# *updated with purchase* I'm buying a Kayak this weekend. Anyone used a Ascend FS10?



## cpowel10 (Jan 26, 2011)

I'm heading up to the Macon BPS this weekend to buy a kayak.  It will be a birthday/college graduation present for me.  I've got several BPS gift cards from Christmas, so I want to buy it there.  I plan on using it on the Flint (near Hwy 32) and a few other rivers, but most of my fishing will be in our ponds.  My main reason for buying one is so when I go fishing alone I don't have to get out the bigger boat.  I'm also planning a few trips down river with a few buddies that already have yaks.  I'm 6'1" tall and 210 lbs.

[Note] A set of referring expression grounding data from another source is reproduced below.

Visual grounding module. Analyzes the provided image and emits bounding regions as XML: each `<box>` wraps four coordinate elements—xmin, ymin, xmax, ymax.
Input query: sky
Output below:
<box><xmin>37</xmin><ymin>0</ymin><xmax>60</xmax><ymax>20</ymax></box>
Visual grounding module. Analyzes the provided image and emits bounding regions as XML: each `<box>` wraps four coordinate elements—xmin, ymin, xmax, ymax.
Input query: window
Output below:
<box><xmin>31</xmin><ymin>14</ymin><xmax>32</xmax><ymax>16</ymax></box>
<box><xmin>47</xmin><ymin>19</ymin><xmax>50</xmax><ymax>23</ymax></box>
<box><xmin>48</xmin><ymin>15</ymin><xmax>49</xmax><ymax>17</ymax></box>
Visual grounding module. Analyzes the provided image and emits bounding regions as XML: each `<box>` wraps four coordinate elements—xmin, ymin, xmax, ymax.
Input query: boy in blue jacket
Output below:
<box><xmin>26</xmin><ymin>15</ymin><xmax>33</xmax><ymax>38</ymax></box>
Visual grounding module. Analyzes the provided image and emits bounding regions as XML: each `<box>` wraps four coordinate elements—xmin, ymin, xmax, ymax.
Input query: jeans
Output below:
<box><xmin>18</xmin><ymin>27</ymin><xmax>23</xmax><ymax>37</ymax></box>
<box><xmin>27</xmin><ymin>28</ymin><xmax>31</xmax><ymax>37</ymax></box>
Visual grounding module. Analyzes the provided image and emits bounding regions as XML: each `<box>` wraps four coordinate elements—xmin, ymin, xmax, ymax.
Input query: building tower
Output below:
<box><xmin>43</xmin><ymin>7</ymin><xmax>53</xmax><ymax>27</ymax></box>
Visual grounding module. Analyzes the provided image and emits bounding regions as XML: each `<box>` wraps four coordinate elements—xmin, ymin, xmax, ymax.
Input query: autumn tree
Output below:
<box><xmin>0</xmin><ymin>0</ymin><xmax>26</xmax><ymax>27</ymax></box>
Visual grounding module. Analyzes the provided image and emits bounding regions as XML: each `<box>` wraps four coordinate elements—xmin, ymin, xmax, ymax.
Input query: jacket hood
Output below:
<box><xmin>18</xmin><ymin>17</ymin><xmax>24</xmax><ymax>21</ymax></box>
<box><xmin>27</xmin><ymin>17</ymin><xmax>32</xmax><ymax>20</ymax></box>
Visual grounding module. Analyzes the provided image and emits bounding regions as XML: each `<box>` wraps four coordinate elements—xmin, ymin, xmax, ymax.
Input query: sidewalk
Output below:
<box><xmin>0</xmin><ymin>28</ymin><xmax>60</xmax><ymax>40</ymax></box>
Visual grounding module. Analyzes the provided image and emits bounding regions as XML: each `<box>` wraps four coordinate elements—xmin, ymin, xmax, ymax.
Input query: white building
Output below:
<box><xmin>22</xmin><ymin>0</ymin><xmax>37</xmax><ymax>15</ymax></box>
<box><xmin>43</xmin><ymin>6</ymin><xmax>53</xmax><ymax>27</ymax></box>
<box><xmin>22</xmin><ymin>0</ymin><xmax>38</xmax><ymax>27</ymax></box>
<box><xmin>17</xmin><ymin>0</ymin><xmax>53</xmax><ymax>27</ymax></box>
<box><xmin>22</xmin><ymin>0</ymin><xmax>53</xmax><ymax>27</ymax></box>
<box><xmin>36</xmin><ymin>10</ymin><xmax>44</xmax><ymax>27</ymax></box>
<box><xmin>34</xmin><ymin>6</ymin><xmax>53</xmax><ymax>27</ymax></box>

I've been looking around the website, and I think the Ascend FS10 would be a good choice.  Anyone used one? This is it 
http://www.basspro.com/Ascend-FS10-Sit-In-Angler-Kayak/product/10213821/-1764045

Also, has anyone used this vest?  It seems like a good deal with all the pockets and a mesh top.
http://www.basspro.com/webapp/wcs/s...17000?cmCat=CROSSSELL_PRODUCT#prodDescription


----------



## speechless33759 (Jan 26, 2011)

Sultan can chime in on that one. From what I can tell its a decent kayak. Not much space though but you NEED to look at the weight rating and add an additional fifty to seventy pounds to your weight to compensate for fishing gear. Youd be surprised at how heavy your tackle gets.


----------



## GeorgiaPineHunter (Jan 27, 2011)

My friend has one and he loves it. He's around 170# and only carries 5-6 lbs of tackle. He says it's pretty stable and tracks straight. I've only paddled a very small amount in it.


----------



## Randy (Jan 27, 2011)

I recommend sit on top kayaks for fishing.


----------



## FERAL ONE (Jan 27, 2011)

also a longer boat will paddle better. the bes t way i saw it described is a small boat paddles like this
(
)
(
)
(
)
and a longer boat paddles like this 
l
l
l
l
l
l
l
my .02 !


----------



## deerhunter09 (Jan 27, 2011)

I've heard that they have had some problems with the Ascend kayaks, leaks in particular.
 Just my opinion, but I would buy something else, and especially make sure it's a sit on top if you're going to be fishing.


----------



## Lawnmowerman (Jan 27, 2011)

That's an awesome vest!
Caught mine on sale for $29
I'm wearing it in my avatar.

As far a Kayaks,,, Buy you a COOSA,!!


----------



## willyredeemed (Jan 27, 2011)

for a couple more bills, u could get yourself the ok endeavor...an all-around kayak with a proven hull design.  i think it's the same as the ok prowler 13 (non-trident series) but made specifically for bps.  runs $699 and should be in stock...at least i saw it at the bps lawrenceville last night.


----------



## DawgsAndHawgs33 (Jan 27, 2011)

jackson coosa s are very nice kayaks


----------



## willyredeemed (Jan 27, 2011)

+1 on the coosa.  i think there's a wait time for them, tho.


----------



## aznflycaster (Jan 28, 2011)

If you mainly fish flowing river get a 12ft or less and if it's still water 14ft or more. Longer boats are hard to steer thru the shoals.


----------



## GABASSMAN (Jan 28, 2011)

you buyin a yak?! better make it camo i dont want them ducks seeing it coming down the river or hidden in the cat tails next duck season


----------



## cpowel10 (Jan 28, 2011)

Thanks for the help yall!



GABASSMAN said:


> you buyin a yak?! better make it camo i dont want them ducks seeing it coming down the river or hidden in the cat tails next duck season



I'm one step ahead of ya, check out the link in my original post.  No painting for me!  I need to talk to you about a Flint trip, John is already in on it.  The bridge to put in is only about 10 minutes from the house.


----------



## willyredeemed (Jan 31, 2011)

just curious, what did you end up getting?


----------



## cpowel10 (Feb 2, 2011)

willyredeemed said:


> just curious, what did you end up getting?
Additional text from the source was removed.